Port-i386 archive
[Date Prev][Date Next][Thread Prev][Thread Next][Date Index][Thread Index][Old Index]
Re: NetBSD vs. FreeBSD [Was: Desktop NetBSD needs your help]
Hello,
I thought I wouldn't participate, but this one gave me a good laugh.
> Pkgsrc is so much great, it's just an excellence. It's
> a diamond. It does anything, it have enough. Next
> week we would have to build up more than 40 Solaris
> servers, with pkgsrc it is a work for several scripts.
> Really, there is no other package system doing that.
> Using that technologies for years I don't see any
> defects in pkgsrc system.
I see a lot of them, biggest being lack of proper and _COMPLETE_ documentation.

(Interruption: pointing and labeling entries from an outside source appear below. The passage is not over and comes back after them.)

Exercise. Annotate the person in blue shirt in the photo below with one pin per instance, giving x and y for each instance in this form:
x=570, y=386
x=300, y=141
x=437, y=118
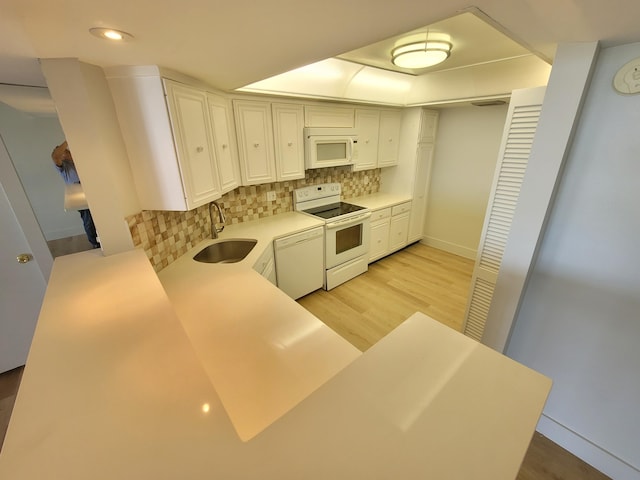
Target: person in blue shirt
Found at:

You're right that there are many cool features in pkgsrc, but most of
them are undocumented, documented poorly or in a way that makes reading
the documentation a pain. I recently used pkgsrc on HP-UX - and while
I did manage to compile quite a lot of stuff with it, it was from "excellence"
and "doing anything".
To get most stuff working, I had to do a lot of tweeking, mostly by editing
files which IMHO only pkgsrc developers should know about. Some problems
were solved by setting various, totally obscure variables - usually
after getting a hint from people on #pkgsrc. When I asked "where can
I find documentantion on these magic flags", most of the time the answer
was "there's none". Having to dig thru tons of obscure files looking
for obscure flags isn't my idea of time-saving utility.
BTW - some stuff that compiles just fine with "./configure; make; make
install" on HP-UX is horribly broken in pkgsrc on the same platform
- feature allowing me to tell pkgsrc "it's compiled & installed elsewhere,
ignore that dependency" was something I sometimes lusted after.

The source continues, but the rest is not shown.